Personal details
- Born: January 6, 1973 (age 53)
- Education: Yale University (BA) Duke University (MA, JD) Ohio State University (PhD)

= Sean Trende =

American journalist and political analyst (born 1973)

Sean P. Trende (born January 6, 1973) is an American journalist and political analyst specializing in American elections analysis. He is a Senior Elections Analyst at RealClearPolitics. He has regularly appeared as a guest on Fox News, NPR’s All Things Considered, and CNN Radio. The Washington Times calls him "a premier political number cruncher". He is the author of Lost Majority, published by Palgrave Macmillan. On September 12, 2012, National Journal announced that Trende would be a co-author of the 2014 Almanac of American Politics.

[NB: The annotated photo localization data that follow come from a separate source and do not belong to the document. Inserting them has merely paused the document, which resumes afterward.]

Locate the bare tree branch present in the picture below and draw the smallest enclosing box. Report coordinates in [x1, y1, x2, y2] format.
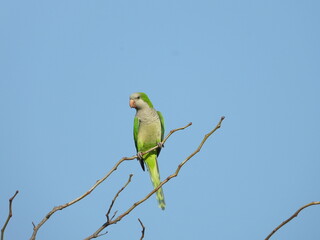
[265, 201, 320, 240]
[85, 116, 225, 239]
[30, 122, 192, 240]
[1, 190, 19, 240]
[138, 218, 145, 240]
[106, 174, 133, 222]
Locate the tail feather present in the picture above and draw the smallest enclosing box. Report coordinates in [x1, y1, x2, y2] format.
[144, 153, 166, 210]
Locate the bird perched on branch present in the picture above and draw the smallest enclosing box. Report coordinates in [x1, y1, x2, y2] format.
[129, 92, 166, 210]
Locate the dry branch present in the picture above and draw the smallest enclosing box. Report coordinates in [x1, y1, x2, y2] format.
[84, 116, 225, 239]
[106, 174, 133, 222]
[1, 190, 19, 240]
[30, 122, 192, 240]
[265, 201, 320, 240]
[138, 218, 145, 240]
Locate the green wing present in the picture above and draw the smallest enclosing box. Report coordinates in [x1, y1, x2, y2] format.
[133, 116, 139, 152]
[157, 111, 165, 156]
[133, 116, 145, 171]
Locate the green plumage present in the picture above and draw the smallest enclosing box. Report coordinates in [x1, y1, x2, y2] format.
[130, 92, 166, 210]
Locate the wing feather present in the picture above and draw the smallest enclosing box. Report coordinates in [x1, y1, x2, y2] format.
[133, 116, 145, 171]
[157, 111, 165, 156]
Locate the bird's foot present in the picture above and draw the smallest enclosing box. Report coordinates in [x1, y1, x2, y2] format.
[157, 142, 164, 149]
[137, 152, 143, 160]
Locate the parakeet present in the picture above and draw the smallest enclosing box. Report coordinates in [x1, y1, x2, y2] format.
[129, 92, 166, 210]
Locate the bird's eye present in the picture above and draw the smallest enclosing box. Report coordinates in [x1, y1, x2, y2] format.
[137, 96, 140, 99]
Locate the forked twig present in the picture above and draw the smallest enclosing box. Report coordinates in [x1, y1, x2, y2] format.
[106, 174, 133, 222]
[1, 190, 19, 240]
[138, 218, 145, 240]
[265, 201, 320, 240]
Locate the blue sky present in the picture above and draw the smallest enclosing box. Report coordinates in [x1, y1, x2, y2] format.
[1, 0, 320, 239]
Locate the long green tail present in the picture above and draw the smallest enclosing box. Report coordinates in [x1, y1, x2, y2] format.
[144, 153, 166, 210]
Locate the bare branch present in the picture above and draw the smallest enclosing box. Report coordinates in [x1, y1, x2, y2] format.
[1, 190, 19, 240]
[85, 116, 225, 238]
[138, 218, 145, 240]
[83, 174, 136, 240]
[265, 201, 320, 240]
[106, 174, 133, 222]
[30, 122, 192, 240]
[110, 210, 118, 221]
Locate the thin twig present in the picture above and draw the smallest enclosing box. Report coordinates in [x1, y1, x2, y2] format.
[1, 190, 19, 240]
[85, 116, 225, 239]
[138, 218, 145, 240]
[106, 174, 133, 222]
[265, 201, 320, 240]
[30, 122, 192, 240]
[110, 211, 118, 221]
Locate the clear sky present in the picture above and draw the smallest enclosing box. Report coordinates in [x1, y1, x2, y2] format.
[1, 0, 320, 239]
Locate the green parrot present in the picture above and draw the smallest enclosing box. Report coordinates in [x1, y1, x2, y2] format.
[129, 92, 166, 210]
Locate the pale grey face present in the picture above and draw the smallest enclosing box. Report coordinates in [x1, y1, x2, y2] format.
[129, 93, 149, 110]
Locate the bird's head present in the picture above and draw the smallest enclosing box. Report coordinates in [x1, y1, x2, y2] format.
[129, 92, 154, 110]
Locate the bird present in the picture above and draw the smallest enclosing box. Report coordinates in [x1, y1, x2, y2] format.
[129, 92, 166, 210]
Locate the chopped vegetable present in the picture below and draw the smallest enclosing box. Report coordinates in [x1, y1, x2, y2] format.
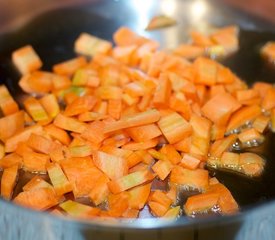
[146, 15, 177, 31]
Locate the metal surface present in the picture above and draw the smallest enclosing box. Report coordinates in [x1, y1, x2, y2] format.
[0, 0, 275, 239]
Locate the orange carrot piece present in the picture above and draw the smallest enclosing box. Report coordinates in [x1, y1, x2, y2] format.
[104, 109, 161, 133]
[226, 105, 262, 133]
[122, 138, 158, 151]
[150, 190, 172, 209]
[252, 115, 270, 133]
[158, 112, 192, 144]
[126, 123, 162, 142]
[52, 75, 71, 91]
[162, 206, 181, 218]
[148, 201, 169, 217]
[209, 85, 226, 99]
[23, 150, 50, 173]
[5, 124, 43, 152]
[108, 99, 122, 120]
[160, 144, 181, 165]
[262, 88, 275, 111]
[0, 85, 19, 116]
[153, 73, 172, 108]
[24, 96, 49, 122]
[0, 111, 24, 142]
[170, 166, 209, 190]
[61, 156, 104, 198]
[253, 82, 273, 99]
[210, 134, 238, 158]
[12, 45, 42, 75]
[261, 41, 275, 62]
[96, 86, 123, 100]
[126, 152, 144, 168]
[53, 56, 87, 76]
[202, 93, 241, 126]
[92, 151, 128, 180]
[194, 57, 217, 86]
[236, 89, 259, 102]
[0, 153, 22, 169]
[271, 108, 275, 132]
[108, 170, 154, 194]
[44, 124, 71, 145]
[184, 192, 220, 215]
[239, 152, 265, 177]
[14, 188, 59, 210]
[53, 114, 87, 133]
[173, 137, 191, 152]
[64, 96, 97, 117]
[1, 164, 18, 200]
[166, 184, 177, 204]
[74, 33, 112, 57]
[112, 45, 137, 65]
[174, 44, 205, 59]
[72, 68, 100, 87]
[152, 160, 173, 180]
[238, 128, 264, 144]
[81, 120, 108, 144]
[122, 208, 139, 218]
[39, 94, 60, 118]
[108, 192, 130, 217]
[190, 31, 213, 47]
[210, 124, 226, 141]
[0, 143, 4, 159]
[27, 133, 55, 154]
[128, 183, 151, 209]
[180, 154, 201, 170]
[47, 163, 73, 196]
[89, 174, 110, 205]
[23, 176, 53, 192]
[113, 27, 147, 46]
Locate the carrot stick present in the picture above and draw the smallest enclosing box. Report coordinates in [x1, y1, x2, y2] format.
[0, 85, 19, 116]
[1, 164, 18, 200]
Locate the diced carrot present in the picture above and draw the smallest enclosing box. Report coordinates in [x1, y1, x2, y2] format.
[158, 112, 192, 144]
[27, 133, 55, 154]
[122, 138, 158, 151]
[24, 96, 49, 123]
[128, 183, 151, 209]
[50, 145, 69, 163]
[23, 150, 49, 173]
[194, 57, 217, 86]
[0, 153, 22, 169]
[60, 200, 100, 218]
[61, 156, 104, 197]
[184, 192, 220, 215]
[166, 184, 177, 204]
[261, 41, 275, 62]
[74, 33, 112, 57]
[210, 124, 226, 141]
[173, 137, 191, 153]
[126, 152, 144, 168]
[1, 164, 18, 200]
[162, 206, 181, 218]
[23, 176, 53, 191]
[170, 166, 209, 190]
[252, 115, 270, 133]
[69, 144, 93, 157]
[113, 27, 147, 46]
[174, 44, 205, 59]
[262, 88, 275, 111]
[112, 45, 137, 65]
[0, 85, 19, 116]
[108, 192, 129, 217]
[92, 151, 128, 180]
[126, 123, 162, 142]
[47, 163, 72, 196]
[72, 68, 100, 87]
[209, 177, 219, 185]
[239, 152, 265, 177]
[190, 31, 213, 47]
[89, 174, 110, 205]
[12, 45, 42, 75]
[238, 128, 264, 144]
[148, 201, 169, 217]
[53, 114, 87, 133]
[0, 111, 24, 142]
[226, 105, 262, 133]
[64, 96, 97, 117]
[180, 154, 201, 170]
[53, 56, 87, 76]
[39, 94, 60, 118]
[108, 170, 154, 194]
[210, 85, 226, 99]
[150, 190, 172, 209]
[145, 15, 176, 30]
[104, 109, 161, 133]
[210, 134, 238, 158]
[14, 188, 59, 210]
[236, 89, 259, 102]
[148, 149, 168, 161]
[44, 124, 71, 145]
[159, 144, 181, 165]
[81, 121, 108, 144]
[5, 124, 43, 152]
[108, 99, 122, 120]
[52, 75, 71, 91]
[221, 152, 239, 166]
[152, 160, 173, 180]
[96, 86, 122, 100]
[253, 82, 273, 99]
[202, 93, 241, 126]
[122, 208, 139, 218]
[208, 183, 238, 214]
[153, 73, 172, 108]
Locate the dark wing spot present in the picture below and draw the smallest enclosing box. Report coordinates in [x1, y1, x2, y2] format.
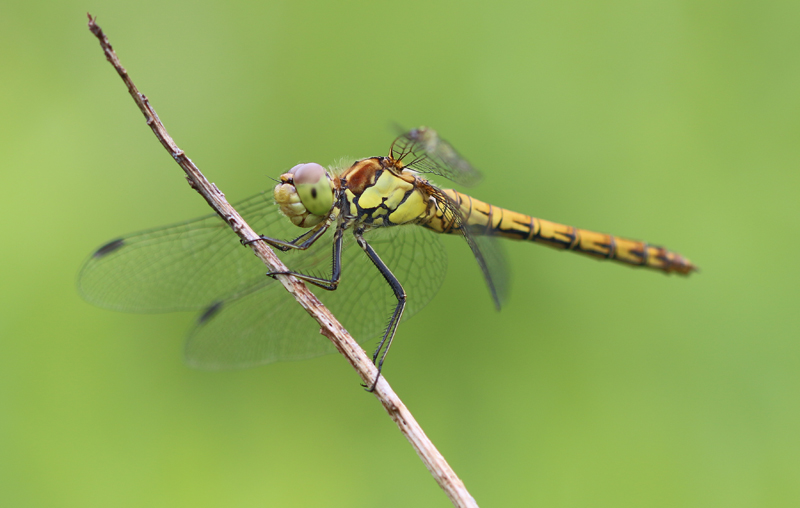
[197, 301, 224, 325]
[93, 238, 125, 258]
[311, 187, 317, 199]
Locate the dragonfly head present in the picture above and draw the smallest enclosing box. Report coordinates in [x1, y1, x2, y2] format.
[274, 163, 335, 227]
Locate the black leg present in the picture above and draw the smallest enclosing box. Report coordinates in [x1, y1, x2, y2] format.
[354, 230, 406, 392]
[266, 222, 345, 290]
[243, 221, 330, 252]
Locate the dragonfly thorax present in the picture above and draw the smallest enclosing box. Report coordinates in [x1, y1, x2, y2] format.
[339, 157, 436, 228]
[274, 163, 335, 228]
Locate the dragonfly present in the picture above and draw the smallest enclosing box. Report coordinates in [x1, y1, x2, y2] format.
[79, 127, 696, 384]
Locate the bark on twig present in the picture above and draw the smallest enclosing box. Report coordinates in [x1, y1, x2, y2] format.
[86, 14, 477, 508]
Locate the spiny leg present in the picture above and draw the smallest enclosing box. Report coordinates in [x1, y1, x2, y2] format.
[354, 228, 407, 392]
[265, 222, 345, 290]
[243, 221, 330, 252]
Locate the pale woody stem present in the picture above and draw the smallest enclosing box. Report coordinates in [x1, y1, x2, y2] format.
[86, 14, 478, 508]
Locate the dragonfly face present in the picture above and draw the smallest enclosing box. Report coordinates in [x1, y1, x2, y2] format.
[274, 163, 335, 227]
[79, 127, 695, 383]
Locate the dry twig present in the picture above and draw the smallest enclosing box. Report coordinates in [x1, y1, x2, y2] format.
[86, 14, 477, 508]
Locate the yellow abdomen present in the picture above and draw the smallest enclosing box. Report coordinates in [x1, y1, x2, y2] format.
[427, 189, 697, 275]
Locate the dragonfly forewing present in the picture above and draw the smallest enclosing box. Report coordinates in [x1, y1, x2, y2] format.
[79, 190, 449, 369]
[78, 192, 283, 312]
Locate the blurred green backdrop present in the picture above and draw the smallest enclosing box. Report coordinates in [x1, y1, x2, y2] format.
[2, 1, 799, 507]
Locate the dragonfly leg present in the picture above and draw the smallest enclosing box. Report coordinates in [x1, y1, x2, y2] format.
[243, 222, 330, 252]
[354, 229, 407, 392]
[265, 222, 345, 291]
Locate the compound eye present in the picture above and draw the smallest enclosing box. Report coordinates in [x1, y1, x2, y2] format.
[293, 163, 333, 216]
[292, 163, 325, 183]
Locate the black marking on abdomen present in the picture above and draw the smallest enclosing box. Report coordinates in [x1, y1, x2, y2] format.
[526, 216, 537, 241]
[605, 236, 617, 259]
[462, 193, 474, 222]
[566, 229, 579, 250]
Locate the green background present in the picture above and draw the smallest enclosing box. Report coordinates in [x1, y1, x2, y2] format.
[2, 1, 799, 506]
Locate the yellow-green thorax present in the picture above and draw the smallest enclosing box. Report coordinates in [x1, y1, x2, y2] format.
[340, 157, 434, 228]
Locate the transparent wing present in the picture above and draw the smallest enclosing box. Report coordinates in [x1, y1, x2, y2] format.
[389, 127, 508, 307]
[472, 235, 509, 307]
[427, 185, 510, 310]
[79, 192, 448, 369]
[391, 127, 482, 187]
[78, 191, 291, 312]
[186, 224, 448, 369]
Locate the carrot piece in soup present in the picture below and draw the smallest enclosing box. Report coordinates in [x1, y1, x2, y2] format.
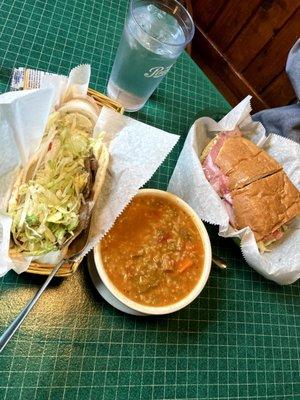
[177, 258, 193, 273]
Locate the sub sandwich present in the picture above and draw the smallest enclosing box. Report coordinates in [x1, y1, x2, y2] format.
[201, 128, 300, 251]
[7, 96, 109, 265]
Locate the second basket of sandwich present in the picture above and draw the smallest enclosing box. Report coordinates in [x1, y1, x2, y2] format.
[200, 128, 299, 252]
[168, 96, 300, 284]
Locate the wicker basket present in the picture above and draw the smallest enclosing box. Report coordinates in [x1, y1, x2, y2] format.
[26, 89, 123, 277]
[87, 88, 124, 114]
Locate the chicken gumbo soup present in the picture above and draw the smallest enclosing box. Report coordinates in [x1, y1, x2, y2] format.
[100, 193, 206, 307]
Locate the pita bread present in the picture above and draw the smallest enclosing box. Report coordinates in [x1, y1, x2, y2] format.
[8, 96, 109, 268]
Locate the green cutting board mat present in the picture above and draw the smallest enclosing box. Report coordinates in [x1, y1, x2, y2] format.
[0, 1, 299, 399]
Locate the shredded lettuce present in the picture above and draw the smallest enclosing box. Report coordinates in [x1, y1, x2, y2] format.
[257, 241, 271, 253]
[8, 112, 102, 256]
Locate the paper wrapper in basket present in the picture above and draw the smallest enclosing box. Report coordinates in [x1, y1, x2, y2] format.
[168, 96, 300, 285]
[0, 65, 179, 277]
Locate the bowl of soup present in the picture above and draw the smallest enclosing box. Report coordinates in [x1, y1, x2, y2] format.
[93, 189, 212, 315]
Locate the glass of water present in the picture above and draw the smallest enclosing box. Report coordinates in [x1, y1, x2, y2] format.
[107, 0, 194, 112]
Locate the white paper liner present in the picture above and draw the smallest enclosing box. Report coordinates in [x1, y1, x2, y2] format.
[0, 65, 179, 276]
[81, 107, 179, 257]
[168, 96, 300, 285]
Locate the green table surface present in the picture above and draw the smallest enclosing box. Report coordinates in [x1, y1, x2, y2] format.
[0, 1, 299, 399]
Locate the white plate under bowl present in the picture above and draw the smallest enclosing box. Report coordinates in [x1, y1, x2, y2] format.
[87, 253, 147, 316]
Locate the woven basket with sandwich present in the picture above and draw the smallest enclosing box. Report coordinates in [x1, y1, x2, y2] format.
[6, 89, 123, 277]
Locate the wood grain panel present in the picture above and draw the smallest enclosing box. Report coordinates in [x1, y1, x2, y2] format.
[262, 71, 296, 107]
[189, 0, 300, 111]
[191, 0, 227, 30]
[227, 0, 300, 70]
[191, 25, 268, 111]
[243, 7, 300, 92]
[208, 0, 261, 51]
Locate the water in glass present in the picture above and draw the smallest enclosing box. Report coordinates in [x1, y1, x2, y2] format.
[107, 4, 186, 111]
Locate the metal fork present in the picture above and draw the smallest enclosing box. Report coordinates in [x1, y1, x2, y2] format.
[0, 247, 84, 353]
[0, 249, 227, 352]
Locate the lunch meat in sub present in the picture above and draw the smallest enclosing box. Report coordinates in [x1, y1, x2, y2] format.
[201, 128, 300, 251]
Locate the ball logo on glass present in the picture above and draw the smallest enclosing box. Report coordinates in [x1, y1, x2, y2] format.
[144, 66, 172, 78]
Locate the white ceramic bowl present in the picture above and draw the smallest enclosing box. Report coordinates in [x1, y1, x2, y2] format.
[93, 189, 212, 315]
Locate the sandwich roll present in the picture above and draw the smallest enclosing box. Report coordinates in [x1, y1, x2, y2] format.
[201, 128, 300, 251]
[232, 170, 300, 245]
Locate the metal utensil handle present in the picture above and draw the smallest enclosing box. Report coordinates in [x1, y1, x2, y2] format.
[0, 259, 65, 353]
[212, 254, 227, 270]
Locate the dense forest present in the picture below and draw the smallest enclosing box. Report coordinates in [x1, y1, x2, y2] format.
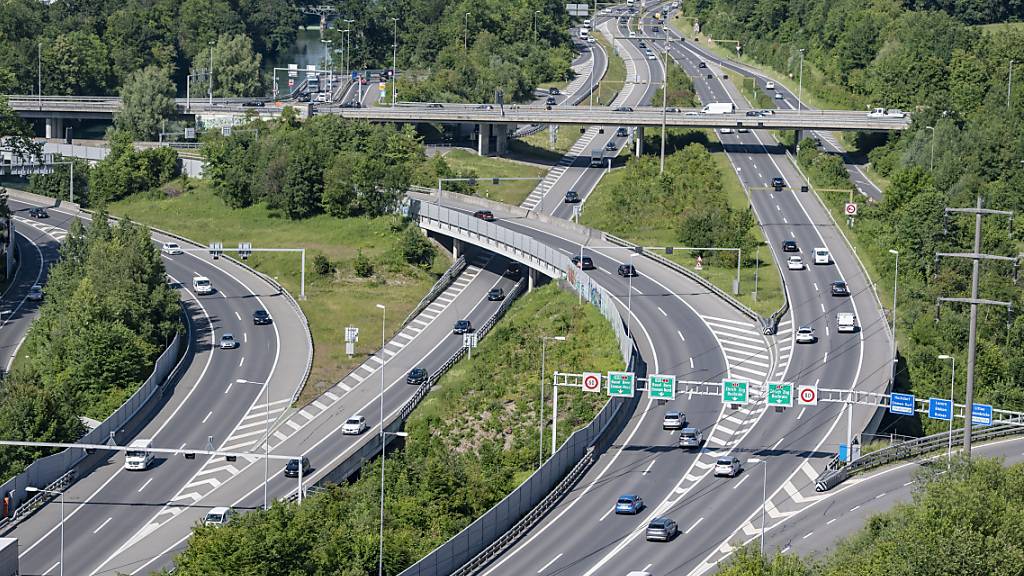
[684, 0, 1024, 435]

Trende holds a B.A. degree from Yale University, an M.A. in political science, a J.D. from Duke University, a masters in applied statistics and a PhD from The Ohio State University. He practiced law for eight years at Kirkland & Ellis LLP and Hunton & Williams LLP before becoming a full-time political analyst. After living in Midlothian, Virginia with his wife and children, as of 2017 he lives in the Columbus, Ohio area and is working part-time as a professor at Ohio State University.

In 2021, Trende was selected as one of two redistricting special masters by the Supreme Court of Virginia, after it was tasked with redrawing the state's congressional and legislative districts following the 2020 United States census. Republican legislative leaders Tommy Norment and Todd Gilbert had included Trende as part of a replacement list of nominees for the post, after the three nominees on their initial list were all disqualified by the Court for suspected partisanship.